We carry two articles on questionable decisions made by government during lockdown – the ban on alcohol and the tobacco ban. These bans may have been lifted, but it has been made clear that they can be re-imposed at any stage. Badly thought through, these bans saw individuals out of work and the economy hard hit at a time when the revenue was sorely needed. Instead, the black market thrived and thousands were prosecuted for disobeying lockdown regulations. As Jonathan Witts-Hewinson comments in his article, 'If there is the potential for everyone to become a criminal because their conduct is not regarded by general society as wrong or reprehensible, then the state is inviting disobedience from its citizens'.

Now Transport Minister Mbalula said that new legislation on drinking and driving will be introduced by December.
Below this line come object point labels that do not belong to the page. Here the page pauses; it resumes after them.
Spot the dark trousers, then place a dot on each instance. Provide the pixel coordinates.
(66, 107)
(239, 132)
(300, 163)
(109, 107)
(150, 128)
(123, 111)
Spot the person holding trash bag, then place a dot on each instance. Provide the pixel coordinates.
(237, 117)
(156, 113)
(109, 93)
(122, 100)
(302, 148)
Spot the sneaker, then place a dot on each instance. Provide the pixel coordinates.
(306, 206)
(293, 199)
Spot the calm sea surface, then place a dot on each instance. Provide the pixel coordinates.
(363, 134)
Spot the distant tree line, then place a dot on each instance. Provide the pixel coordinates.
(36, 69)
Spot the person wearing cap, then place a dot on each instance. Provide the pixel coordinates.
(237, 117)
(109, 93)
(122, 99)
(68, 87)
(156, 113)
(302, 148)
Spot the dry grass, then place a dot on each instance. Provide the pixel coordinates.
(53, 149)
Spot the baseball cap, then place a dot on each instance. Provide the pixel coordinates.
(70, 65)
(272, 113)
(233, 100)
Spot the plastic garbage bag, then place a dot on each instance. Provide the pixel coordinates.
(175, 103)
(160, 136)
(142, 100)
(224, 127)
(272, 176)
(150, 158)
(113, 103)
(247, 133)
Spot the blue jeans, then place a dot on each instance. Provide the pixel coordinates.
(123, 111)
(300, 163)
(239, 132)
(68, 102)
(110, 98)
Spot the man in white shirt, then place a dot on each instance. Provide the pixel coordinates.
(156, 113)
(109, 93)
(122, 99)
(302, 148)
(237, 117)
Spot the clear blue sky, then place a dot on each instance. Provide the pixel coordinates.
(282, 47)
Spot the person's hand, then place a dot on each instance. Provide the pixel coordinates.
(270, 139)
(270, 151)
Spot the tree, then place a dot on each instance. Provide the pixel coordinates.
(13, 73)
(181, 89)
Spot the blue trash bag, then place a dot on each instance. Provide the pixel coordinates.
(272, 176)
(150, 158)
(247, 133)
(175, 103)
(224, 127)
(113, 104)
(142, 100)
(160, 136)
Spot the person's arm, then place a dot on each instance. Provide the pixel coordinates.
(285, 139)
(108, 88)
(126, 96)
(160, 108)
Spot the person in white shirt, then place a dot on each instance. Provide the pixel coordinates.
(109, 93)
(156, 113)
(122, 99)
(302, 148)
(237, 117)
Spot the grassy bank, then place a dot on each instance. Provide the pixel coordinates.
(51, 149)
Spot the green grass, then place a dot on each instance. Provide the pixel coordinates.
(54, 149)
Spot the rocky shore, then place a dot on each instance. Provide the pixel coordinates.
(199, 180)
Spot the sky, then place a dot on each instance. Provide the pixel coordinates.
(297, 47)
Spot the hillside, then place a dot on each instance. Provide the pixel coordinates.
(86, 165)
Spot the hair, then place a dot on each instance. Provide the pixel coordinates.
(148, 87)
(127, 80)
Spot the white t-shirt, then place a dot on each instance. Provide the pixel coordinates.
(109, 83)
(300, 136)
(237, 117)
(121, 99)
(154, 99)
Drivers will not be able to drink at all. While we all applaud efforts to make our roads safer, I wonder what measures will be introduced to curb bribery and corruption by Metro Police?
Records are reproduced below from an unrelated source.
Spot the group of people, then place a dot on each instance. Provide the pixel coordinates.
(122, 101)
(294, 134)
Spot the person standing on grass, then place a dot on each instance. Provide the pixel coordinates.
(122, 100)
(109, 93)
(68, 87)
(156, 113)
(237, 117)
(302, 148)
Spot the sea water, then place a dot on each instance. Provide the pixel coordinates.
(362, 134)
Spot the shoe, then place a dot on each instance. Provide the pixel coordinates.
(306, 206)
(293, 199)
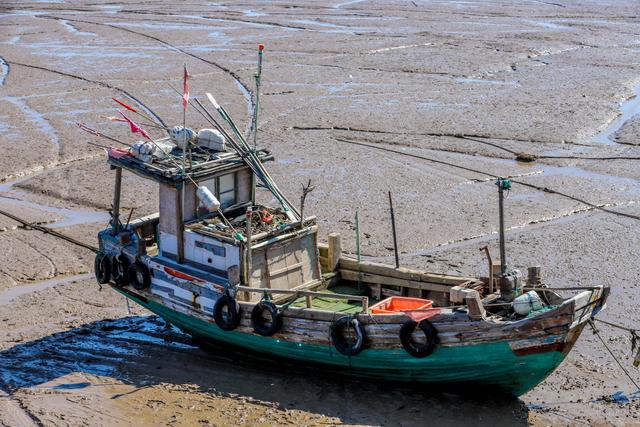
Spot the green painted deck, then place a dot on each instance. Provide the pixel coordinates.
(491, 364)
(336, 305)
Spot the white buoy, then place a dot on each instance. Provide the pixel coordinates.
(208, 199)
(524, 304)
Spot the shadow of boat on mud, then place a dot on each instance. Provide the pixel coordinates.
(143, 351)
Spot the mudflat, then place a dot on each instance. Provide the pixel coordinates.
(428, 100)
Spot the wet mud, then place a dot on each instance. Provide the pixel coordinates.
(427, 99)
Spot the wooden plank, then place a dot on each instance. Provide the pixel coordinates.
(393, 281)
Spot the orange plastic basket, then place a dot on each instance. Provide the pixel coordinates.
(394, 304)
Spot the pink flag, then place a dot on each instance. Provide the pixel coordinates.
(134, 127)
(185, 89)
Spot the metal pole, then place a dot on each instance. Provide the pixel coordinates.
(180, 239)
(115, 213)
(255, 120)
(358, 250)
(393, 229)
(249, 236)
(502, 185)
(257, 107)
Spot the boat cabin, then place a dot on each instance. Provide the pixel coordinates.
(241, 243)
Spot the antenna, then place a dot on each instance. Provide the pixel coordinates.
(255, 110)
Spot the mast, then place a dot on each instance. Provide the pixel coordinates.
(255, 119)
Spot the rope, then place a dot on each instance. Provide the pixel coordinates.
(48, 230)
(595, 331)
(535, 187)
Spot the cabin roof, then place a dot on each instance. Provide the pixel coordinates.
(205, 163)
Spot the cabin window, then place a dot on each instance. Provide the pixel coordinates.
(211, 185)
(227, 190)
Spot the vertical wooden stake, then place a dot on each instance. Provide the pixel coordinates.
(334, 251)
(393, 229)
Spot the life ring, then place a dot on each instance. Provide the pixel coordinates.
(119, 270)
(102, 268)
(226, 313)
(139, 276)
(269, 325)
(418, 349)
(342, 343)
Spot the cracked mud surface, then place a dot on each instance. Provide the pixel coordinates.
(466, 84)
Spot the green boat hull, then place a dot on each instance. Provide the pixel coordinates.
(485, 365)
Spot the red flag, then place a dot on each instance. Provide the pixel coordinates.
(128, 107)
(185, 89)
(134, 127)
(117, 153)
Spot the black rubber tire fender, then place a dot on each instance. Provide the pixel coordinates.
(415, 349)
(232, 319)
(102, 268)
(139, 276)
(338, 339)
(262, 327)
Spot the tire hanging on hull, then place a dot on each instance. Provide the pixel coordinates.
(413, 347)
(263, 326)
(226, 313)
(341, 342)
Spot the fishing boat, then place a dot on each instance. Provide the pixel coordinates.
(242, 275)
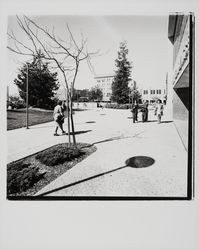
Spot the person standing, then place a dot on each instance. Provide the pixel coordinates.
(159, 110)
(134, 111)
(146, 111)
(58, 118)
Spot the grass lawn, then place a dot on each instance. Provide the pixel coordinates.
(17, 118)
(27, 176)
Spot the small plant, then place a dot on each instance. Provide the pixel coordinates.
(20, 177)
(58, 155)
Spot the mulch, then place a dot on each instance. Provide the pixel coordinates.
(52, 172)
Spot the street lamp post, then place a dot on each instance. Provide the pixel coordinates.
(27, 97)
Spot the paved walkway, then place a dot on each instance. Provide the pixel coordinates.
(104, 173)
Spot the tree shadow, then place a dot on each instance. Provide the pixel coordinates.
(134, 162)
(149, 121)
(90, 122)
(118, 138)
(79, 132)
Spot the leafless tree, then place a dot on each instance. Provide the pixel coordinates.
(65, 54)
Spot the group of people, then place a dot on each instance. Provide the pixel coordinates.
(144, 109)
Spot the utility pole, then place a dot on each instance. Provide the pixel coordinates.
(27, 97)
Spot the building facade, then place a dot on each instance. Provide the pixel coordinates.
(152, 94)
(180, 34)
(104, 82)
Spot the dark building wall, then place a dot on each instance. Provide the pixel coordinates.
(179, 35)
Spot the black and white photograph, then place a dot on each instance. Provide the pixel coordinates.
(100, 107)
(99, 125)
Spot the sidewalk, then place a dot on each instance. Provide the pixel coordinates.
(104, 173)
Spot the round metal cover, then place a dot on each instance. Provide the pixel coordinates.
(140, 161)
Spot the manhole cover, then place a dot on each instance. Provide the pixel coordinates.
(140, 162)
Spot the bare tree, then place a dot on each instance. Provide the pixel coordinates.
(65, 55)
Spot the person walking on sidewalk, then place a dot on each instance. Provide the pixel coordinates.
(146, 111)
(159, 110)
(134, 111)
(58, 116)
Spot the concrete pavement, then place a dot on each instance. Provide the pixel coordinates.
(104, 173)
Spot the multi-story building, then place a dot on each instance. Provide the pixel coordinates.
(104, 82)
(180, 33)
(152, 94)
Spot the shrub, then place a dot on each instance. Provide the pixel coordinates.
(20, 177)
(58, 155)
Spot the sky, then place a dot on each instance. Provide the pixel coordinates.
(146, 38)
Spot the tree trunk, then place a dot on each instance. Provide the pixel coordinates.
(72, 123)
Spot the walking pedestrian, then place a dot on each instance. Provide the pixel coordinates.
(159, 110)
(146, 110)
(134, 112)
(58, 118)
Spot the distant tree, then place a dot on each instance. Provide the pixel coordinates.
(120, 89)
(95, 94)
(42, 84)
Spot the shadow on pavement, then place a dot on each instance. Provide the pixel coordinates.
(116, 138)
(90, 122)
(79, 132)
(135, 162)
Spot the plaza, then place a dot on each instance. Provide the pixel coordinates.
(105, 173)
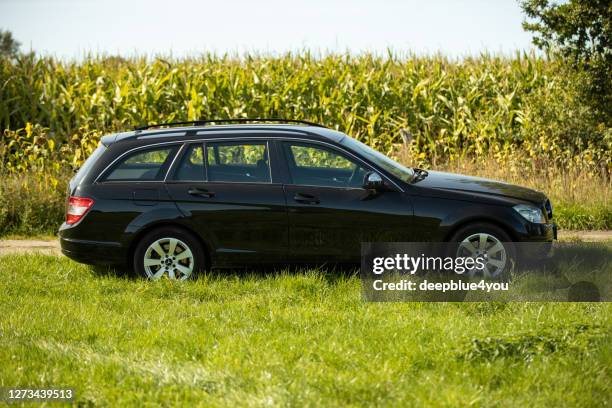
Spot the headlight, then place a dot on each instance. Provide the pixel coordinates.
(530, 213)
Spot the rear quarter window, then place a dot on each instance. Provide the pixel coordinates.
(91, 160)
(143, 165)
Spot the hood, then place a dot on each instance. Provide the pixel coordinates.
(459, 182)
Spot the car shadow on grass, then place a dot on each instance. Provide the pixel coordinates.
(332, 273)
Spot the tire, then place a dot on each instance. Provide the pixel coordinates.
(171, 252)
(498, 246)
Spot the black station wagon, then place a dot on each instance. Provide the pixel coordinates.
(175, 199)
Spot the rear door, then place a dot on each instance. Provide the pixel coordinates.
(225, 189)
(330, 213)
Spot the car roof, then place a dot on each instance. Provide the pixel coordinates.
(183, 132)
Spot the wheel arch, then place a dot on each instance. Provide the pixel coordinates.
(148, 228)
(474, 220)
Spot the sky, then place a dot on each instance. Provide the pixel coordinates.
(71, 28)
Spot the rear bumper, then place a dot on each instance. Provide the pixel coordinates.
(93, 252)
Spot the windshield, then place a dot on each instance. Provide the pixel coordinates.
(402, 172)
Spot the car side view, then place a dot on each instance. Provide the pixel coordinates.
(176, 199)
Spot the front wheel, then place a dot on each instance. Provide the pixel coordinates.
(168, 251)
(489, 242)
Currently, in stark contrast, lesser lockdown crimes are swiftly brought to book. Between April and June, 298 252 people were arrested for violating lockdown regulations and, while some 181 000 were released with a warning to appear before court, 28 000 were found guilty of offences relating to liquor, gatherings, transport, business and border violations. They will have criminal records. To be fair, Police Minister Bheki Cele did say, 'Unfortunately, most of the people arrested will come out with criminal records and it is not our aim to criminalise South Africans. This is why the Minister of Justice and Correctional services is looking at this issue". But he was unable to indicate whether this meant Minister Lamola would entertain a plan to expunge the criminal records of those violating the lockdown regulations.

Most South Africans have been sickened by reports of local government official hoarding or selling food donations. And it is said that the Special Investigating Unit is looking into corruption by 160 companies related PPE. I doubt anyone has said it better than WHO director-general Tedros who was asked to comment on corruption in the PPE area in South Africa, 'Any type of corruption is unacceptable. 'However, corruption related to PPE ... for me it's actually murder and it has to stop'.
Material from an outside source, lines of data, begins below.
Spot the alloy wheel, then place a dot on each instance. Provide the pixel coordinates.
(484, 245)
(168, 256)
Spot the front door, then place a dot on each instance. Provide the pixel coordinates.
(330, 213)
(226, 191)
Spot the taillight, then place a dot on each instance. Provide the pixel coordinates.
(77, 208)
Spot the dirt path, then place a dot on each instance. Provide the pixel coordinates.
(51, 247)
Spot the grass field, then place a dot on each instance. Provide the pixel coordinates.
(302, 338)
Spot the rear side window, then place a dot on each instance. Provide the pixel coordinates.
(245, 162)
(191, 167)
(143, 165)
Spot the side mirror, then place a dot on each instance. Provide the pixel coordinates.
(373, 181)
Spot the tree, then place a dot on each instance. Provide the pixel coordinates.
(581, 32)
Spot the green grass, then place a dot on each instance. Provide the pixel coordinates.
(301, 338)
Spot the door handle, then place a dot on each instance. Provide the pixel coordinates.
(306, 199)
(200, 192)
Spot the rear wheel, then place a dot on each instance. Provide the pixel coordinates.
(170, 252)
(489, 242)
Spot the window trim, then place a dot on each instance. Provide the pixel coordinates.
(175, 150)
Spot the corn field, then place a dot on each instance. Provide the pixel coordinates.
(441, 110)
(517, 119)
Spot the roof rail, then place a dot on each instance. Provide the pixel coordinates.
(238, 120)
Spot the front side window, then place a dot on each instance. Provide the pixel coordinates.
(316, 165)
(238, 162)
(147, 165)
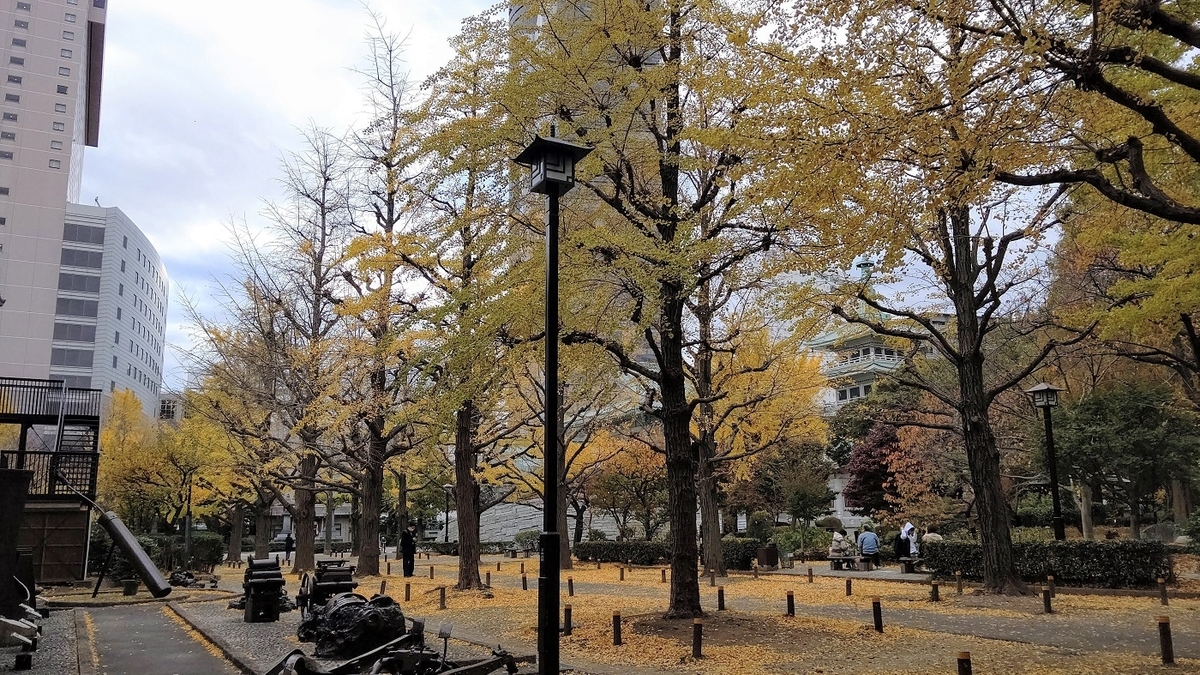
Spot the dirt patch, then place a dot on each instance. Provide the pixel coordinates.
(733, 628)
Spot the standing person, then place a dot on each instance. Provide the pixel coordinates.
(869, 545)
(408, 549)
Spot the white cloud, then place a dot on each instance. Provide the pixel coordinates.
(202, 99)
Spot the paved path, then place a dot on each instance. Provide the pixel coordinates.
(147, 640)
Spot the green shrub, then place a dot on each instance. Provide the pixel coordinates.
(760, 526)
(640, 553)
(1114, 565)
(739, 553)
(527, 541)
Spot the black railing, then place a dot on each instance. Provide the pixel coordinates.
(21, 396)
(78, 470)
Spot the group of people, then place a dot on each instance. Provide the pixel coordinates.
(907, 543)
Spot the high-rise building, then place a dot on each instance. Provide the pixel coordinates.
(81, 287)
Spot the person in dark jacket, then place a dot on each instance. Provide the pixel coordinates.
(408, 549)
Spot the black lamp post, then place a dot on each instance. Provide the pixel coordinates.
(1045, 396)
(445, 531)
(552, 165)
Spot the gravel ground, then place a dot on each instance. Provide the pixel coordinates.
(55, 651)
(262, 645)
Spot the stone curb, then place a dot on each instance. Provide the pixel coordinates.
(226, 650)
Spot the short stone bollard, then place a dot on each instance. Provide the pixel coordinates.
(964, 663)
(1164, 640)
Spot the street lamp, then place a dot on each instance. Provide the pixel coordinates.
(552, 173)
(1045, 396)
(445, 531)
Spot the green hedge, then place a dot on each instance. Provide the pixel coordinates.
(739, 553)
(1113, 565)
(640, 553)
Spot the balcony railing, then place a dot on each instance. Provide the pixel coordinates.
(46, 398)
(78, 469)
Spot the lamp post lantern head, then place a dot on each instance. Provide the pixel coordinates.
(552, 163)
(1044, 395)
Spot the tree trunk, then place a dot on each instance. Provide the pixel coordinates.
(303, 517)
(263, 530)
(235, 530)
(467, 499)
(1085, 511)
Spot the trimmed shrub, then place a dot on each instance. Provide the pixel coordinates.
(739, 553)
(640, 553)
(1111, 565)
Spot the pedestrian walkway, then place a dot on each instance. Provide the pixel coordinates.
(147, 639)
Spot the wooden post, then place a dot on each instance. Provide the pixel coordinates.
(1164, 640)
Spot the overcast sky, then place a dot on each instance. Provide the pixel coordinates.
(201, 100)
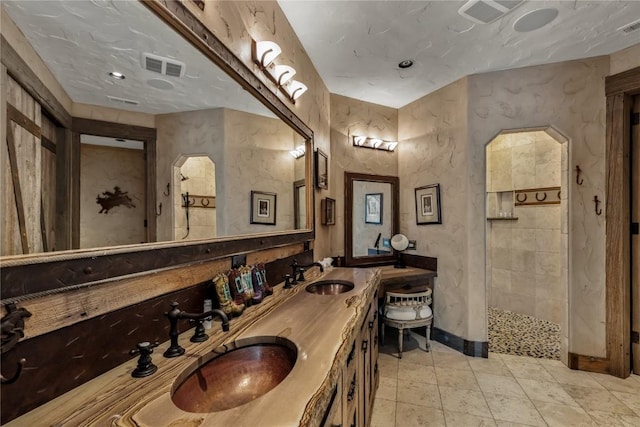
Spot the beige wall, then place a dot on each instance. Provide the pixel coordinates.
(102, 169)
(352, 117)
(235, 24)
(433, 149)
(569, 96)
(524, 256)
(257, 159)
(625, 59)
It is little wonder that 'the people' are less than impressed. Government has appointed ANC Secretary-General Ace Magashule to root out and review corruption allegations against party members. Apparently, legal experts will guide the process. It is all fraught with challenges, since Secretary-General Magashule is himself associated with several issues requiring investigation. Was there not someone 'squeaky clean' government could have appointed, or was that too dangerous?

The environment too is our heritage. South Africa is a beautiful country; its diverse landscapes attract thousands of visitors both local and foreign. This month's environmental feature on the role played by the law in our country is fascinating. It is our challenge to ensure that what we have is maintained. The legislation promulgated has to ensure that it achieves what is intended; too often it fails. Some of the articles paint a graphic, and depressing picture.

The Ford Wildlife Foundation published an interesting article related to women's month in August and the role played by women in the areas of conservation and restoration. The Global Gender Gap Index produced by The World Economic Forum indicates that it will take 99.5 years for gender parity to be achieved. However, in the environmental space in South Africa more and more women are playing a vital role. Foundation CEO, Yolan Friedmann comments that the Minister for the Environment is a woman, as is the chair of the SANParks Board and that the majority of applications for recruitment the Foundation receives are from women. The Foundation supports projects to ensure the sustainability of threatened and endangered animals, plant species and habitats.

The cover artwork that we are publishing courtesy of the Constitutional Court Trust is particularly striking and uplifting – something so badly needed. As is always said, with freedom comes great responsibility. It is to be hoped that this artwork makes a great impact at this time.